そして、トーラの左手からは炎の盾が発生し、小さな火の玉をその炎に取り込んでいた。
「なるほど、魔道具だけでここまでできるのか。じゃあ、速度上げていくぞ!」
それからアライアルは氷、雷、火の三種類の魔法を混ぜて放ち始めた。その速度は徐々に上がっていくが、トーラもエレメントタブレットの操作に慣れていき、聖剣を抜くことなくそのペースについていっている。
それを三分ほど続けてから、アライアルは一度魔法を放つのを止め、トーラも障壁の発生を止めた。
「実験はもう終わりでいいだろ?」
「そう? トーラちゃんはこれでいいの?」
マーガレットの問いに、トーラは首を横に振った。
「もうちょっとやってみたいから、一本だけ相手してよ」
アライアルはそれに両手のガントレットを打ち合わせた。
「ちょうどいい、俺もそれくらいやりたかったんだ」
「しょうがないわね、二人とも怪我はしないようにするのよ」
マーガレットがそう言って手を叩くと、トーラは腰の剣に右手をかけ、アライアルは姿勢を低くした。次の瞬間、アライアルが床を蹴って突進したが、トーラはそれを横にステップしていなしながら、剣を抜いた。
アライアルは振り向きながら氷の礫を放つが、トーラはそれに対して魔法の障壁を発生させて弾いてみせる。アライアルは立て続けに同じ魔法を放つが、トーラは盾を展開したまま床を蹴ってアライアルとの距離を詰めた。
「モードミラージュ!」
アライアルの体が光り、それが収まると五人に分身していた。トーラはそれを気にせず一番近くの一人を切りつけるが、それは手ごたえなく霧散してしまう。

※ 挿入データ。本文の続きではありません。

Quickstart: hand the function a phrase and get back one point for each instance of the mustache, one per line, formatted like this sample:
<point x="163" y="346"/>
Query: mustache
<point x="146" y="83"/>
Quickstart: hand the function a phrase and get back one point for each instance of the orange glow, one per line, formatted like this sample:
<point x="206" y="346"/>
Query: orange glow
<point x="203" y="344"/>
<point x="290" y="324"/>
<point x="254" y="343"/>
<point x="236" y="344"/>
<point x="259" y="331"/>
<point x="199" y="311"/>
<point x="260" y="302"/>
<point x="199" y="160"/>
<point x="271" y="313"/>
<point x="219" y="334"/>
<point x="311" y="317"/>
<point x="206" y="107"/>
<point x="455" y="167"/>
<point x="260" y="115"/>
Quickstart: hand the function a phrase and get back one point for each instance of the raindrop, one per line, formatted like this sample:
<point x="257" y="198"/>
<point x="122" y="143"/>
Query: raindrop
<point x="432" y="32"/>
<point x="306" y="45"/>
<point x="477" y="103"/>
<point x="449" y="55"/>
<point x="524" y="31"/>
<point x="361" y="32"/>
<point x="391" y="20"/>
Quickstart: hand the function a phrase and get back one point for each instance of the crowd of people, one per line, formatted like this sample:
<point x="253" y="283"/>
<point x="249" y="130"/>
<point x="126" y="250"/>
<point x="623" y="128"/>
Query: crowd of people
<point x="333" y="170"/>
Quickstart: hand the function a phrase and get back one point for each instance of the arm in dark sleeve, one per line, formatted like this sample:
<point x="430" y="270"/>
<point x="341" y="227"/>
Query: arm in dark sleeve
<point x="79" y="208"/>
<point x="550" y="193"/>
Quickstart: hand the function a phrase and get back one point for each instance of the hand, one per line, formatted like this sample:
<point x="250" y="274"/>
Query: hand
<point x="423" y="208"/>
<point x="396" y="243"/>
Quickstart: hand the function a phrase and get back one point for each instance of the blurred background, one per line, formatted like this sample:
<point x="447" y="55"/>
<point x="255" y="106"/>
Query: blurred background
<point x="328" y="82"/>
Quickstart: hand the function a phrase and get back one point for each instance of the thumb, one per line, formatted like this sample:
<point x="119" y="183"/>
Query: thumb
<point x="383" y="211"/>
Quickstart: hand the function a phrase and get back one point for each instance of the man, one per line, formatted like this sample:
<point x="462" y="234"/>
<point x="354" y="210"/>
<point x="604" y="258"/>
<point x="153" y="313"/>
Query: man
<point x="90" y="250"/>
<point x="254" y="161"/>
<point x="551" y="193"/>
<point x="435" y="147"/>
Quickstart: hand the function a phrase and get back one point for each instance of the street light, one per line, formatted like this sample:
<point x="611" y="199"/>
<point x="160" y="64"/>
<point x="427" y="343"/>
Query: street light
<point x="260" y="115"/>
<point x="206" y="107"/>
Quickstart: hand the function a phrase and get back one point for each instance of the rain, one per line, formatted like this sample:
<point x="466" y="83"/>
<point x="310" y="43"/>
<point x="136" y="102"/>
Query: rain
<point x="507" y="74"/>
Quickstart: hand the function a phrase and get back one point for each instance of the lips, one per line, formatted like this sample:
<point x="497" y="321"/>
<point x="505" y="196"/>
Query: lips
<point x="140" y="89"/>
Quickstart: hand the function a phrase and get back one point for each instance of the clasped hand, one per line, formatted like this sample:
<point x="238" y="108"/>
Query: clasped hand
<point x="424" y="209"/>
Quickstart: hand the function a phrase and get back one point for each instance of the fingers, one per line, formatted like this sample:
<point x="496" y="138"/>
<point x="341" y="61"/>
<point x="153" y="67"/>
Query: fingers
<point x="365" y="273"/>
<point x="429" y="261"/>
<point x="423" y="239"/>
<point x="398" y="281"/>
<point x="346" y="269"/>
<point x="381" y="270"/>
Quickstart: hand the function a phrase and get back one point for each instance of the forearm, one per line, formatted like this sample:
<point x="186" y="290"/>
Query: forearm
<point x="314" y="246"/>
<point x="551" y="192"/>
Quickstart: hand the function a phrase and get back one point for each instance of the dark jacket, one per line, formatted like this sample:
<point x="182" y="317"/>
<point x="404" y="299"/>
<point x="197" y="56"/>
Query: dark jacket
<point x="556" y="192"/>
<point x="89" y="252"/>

だが、トーラは動きを止めずにさらにもう一人のアライアルを切り捨てた。
「軽くって言っただろ!」
トーラの動きの切れに三人のアライアルは非難の声を上げながら、上に飛んだ。そして、そこから火の玉、氷の礫、雷の塊を三人で作り出し、一斉にトーラに向けて放る。トーラは動じずに、左腕を上に向けてからエレメントタブレットを作動させた。
魔法の余波でトーラの姿が見えなくなり、三人のアライアルは床に下りるが、その一人の正面にトーラが突進して剣を突きつけていた。
「参った」
アライアルは両手を挙げ、二体の分身を消す。トーラも剣を鞘に収めると、背を向けて、まだ発動中の多重展開した障壁の下を通ってマーガレットのほうに近づいていった。
「トーラちゃんは飲み込みが早いわね。もう使いこなしてるじゃない」
「まあね。これくらい軽いから」
「それより、なんで俺のミラージュの本体がわかるんだよ」
後れてきたアライアルの問いには、トーラは首を横に振った。